The sample has grown considerably from about 1,400 in the original study to more than 15,000 participants later (largely B/C grade average, first generation in college, at-risk). These more recent and larger studies found:
- 95 percent of the CB Program participants were graduated from high school
- 71 percent of the CB Program participants went on to college compared to 37 percent of students who went to college in the same demographic group nationally.
The original CB results and more current good results are attributed to the following factors which were proposed as best practices.
1. Effective Implementation
CB worked to find the appropriate balance between broad flexibility and common goals, objectives and design. While sites have great flexibility in how they deliver services to students, years of experience have led to some consensus about critical, non-negotiable programmatic elements which are uniformly high
in quality and geared to achieve measurable outcomes. Three factors were key.
A. A high quality, very effective range of student services. (effective, comprehensive program parts);
B. Integration of those student services to achieve the “synergy” that makes the overall delivery of services even more effective;
C. Effective local program leadership – to orchestrate the efforts of and sustain local community partnerships, and provide an explicit focus on management and operations to ensure full implementation of the program design.
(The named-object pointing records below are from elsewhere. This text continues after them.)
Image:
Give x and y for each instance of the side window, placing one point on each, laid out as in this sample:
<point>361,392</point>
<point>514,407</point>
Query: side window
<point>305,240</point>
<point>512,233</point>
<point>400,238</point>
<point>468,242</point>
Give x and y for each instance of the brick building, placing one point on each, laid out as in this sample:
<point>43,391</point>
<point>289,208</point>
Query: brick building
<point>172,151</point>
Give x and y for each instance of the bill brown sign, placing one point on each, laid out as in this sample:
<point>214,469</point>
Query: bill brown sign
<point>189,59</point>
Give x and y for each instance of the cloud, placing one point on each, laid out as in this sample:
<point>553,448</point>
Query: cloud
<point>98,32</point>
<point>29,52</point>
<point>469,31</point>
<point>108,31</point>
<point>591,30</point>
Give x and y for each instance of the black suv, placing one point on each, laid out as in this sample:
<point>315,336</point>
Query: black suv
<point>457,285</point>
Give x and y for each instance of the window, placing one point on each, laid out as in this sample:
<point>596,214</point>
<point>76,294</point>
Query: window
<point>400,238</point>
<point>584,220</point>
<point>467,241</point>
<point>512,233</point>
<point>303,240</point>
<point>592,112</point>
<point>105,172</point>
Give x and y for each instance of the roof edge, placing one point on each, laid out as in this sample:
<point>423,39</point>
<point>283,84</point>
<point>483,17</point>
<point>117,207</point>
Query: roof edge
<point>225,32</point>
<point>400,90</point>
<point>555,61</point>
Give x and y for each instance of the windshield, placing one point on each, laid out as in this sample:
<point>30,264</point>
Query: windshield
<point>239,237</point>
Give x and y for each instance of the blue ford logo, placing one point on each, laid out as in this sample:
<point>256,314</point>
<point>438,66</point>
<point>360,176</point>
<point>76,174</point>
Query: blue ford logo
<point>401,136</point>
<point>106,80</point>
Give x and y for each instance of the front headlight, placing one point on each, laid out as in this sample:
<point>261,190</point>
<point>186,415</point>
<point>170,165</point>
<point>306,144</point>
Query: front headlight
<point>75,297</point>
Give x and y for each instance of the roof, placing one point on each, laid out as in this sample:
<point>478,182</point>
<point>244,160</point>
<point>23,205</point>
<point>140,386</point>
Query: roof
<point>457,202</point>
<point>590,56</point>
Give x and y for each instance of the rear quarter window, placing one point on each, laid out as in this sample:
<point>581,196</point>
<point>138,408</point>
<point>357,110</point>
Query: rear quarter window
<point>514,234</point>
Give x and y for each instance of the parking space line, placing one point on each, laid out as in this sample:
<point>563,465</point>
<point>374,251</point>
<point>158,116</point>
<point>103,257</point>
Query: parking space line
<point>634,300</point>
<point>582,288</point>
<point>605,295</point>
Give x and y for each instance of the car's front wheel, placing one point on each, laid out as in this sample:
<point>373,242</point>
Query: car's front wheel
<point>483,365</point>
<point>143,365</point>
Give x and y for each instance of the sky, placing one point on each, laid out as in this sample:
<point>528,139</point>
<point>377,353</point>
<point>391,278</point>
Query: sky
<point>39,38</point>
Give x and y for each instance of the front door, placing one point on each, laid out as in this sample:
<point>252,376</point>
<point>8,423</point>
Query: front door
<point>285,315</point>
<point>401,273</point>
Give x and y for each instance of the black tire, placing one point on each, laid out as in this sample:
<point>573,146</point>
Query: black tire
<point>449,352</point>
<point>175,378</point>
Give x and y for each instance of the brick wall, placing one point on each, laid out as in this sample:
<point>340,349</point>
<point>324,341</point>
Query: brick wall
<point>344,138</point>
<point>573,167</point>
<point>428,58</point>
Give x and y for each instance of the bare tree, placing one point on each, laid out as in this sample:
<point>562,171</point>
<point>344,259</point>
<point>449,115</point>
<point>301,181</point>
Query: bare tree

2. Broad-Based and Productive Partnerships
Several factors were found to be essential:
A. Engaging in active, shared leadership a broad base of local stakeholders (K-12 and higher education, business partners, and local government) creates a truly systemic partnership
B. Partners roles should include management and implementation activities.
C. The resulting partnership should have”less of a programmatic and more of a community development character,” which increases support for education reform and improves school-to-career system building and seamless delivery of services to students.